Maddi tazminat miktarının her zaman belirsiz ya da her zaman belirlenebilir olduğunu söylemek zor. Olaya bağlı olarak değerlendirmek gereklidir. Dilekçede, belirli olduğu için hesaplanabilir bir zarardan bahsediliyorsa belirlenebilir, aksi halde belirsiz kabul edilmelidir. Ancak maddi tazminat miktarının belirsiz olma ihtimali yüksektir. Zira bu tazminatın içinde, eşin maddi katkısından mahrum kalmak da vardır. Böyle bir katkının ne kadar olacağını hesaplamak ise pek mümkün değil.

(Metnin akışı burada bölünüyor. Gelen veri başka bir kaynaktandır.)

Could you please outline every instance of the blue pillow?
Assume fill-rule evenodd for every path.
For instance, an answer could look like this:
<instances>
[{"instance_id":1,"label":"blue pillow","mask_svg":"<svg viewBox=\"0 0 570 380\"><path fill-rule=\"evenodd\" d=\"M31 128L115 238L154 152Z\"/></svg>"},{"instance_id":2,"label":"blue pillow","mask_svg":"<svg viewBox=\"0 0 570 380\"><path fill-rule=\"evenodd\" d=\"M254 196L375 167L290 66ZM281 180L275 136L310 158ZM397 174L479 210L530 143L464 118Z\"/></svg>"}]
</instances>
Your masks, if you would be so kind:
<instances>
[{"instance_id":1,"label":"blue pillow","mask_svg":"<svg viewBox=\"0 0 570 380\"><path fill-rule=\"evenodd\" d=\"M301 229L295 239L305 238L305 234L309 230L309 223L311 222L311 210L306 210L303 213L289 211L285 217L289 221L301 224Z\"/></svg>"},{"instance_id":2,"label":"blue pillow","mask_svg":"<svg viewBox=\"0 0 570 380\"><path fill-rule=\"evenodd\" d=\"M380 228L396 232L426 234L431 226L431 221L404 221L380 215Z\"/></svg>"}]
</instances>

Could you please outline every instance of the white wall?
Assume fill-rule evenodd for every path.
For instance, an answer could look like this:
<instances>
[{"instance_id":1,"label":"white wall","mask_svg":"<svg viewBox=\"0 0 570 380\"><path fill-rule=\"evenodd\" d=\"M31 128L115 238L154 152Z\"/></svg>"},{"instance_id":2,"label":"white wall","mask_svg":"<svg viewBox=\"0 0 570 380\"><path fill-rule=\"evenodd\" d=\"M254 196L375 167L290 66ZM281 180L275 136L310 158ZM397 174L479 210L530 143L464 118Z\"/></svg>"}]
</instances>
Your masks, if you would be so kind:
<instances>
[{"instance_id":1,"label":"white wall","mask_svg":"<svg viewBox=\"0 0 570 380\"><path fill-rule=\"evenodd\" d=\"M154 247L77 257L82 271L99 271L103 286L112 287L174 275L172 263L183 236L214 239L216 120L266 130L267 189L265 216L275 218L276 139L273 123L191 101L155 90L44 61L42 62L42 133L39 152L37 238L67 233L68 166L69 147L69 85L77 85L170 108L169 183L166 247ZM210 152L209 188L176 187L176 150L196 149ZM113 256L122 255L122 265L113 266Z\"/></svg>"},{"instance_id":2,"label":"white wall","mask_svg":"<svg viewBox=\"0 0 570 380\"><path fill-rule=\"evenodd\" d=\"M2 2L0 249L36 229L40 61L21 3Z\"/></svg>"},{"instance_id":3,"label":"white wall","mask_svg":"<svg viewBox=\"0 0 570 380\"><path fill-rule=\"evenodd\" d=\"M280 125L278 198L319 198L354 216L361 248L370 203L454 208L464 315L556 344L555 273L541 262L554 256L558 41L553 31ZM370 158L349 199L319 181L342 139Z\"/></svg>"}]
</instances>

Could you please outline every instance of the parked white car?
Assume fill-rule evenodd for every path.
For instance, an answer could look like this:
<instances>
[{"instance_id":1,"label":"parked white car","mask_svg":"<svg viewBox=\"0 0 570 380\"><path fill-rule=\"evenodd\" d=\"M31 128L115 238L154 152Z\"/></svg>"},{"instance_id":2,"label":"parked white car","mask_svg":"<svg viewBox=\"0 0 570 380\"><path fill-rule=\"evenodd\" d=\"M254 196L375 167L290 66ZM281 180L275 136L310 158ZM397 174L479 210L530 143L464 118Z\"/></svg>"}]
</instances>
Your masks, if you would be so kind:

Maddi tazminat miktarı belirlenebilir hale geldiğinde HMK 107/2'ye göre ıslaha gerek olmadan miktarı belirleyebilirsiniz. Faiz başlangıcı, boşanma kararının kesinleşme tarihidir. Ziynet alacağı için aynı durum söz konusu değil. Belirsiz dava ile istenmemeliymiş.

Eşlerin ekonomik durumlarını bilemiyorum ancak maddi tazminat için 300.000 TL oldukça yüksek bir talep. Ama boşanma ile beraber istendiğinde harç söz konusu olmadığı için istenirse talep miktarını yüksek bir miktara çıkarmanızın da bir sakıncası yok(Yeter ki yeni açılacak bir boşanma davası bu davadan önce bitmesin. Bu hususta bir tartışma içindeyiz mahkemeyle).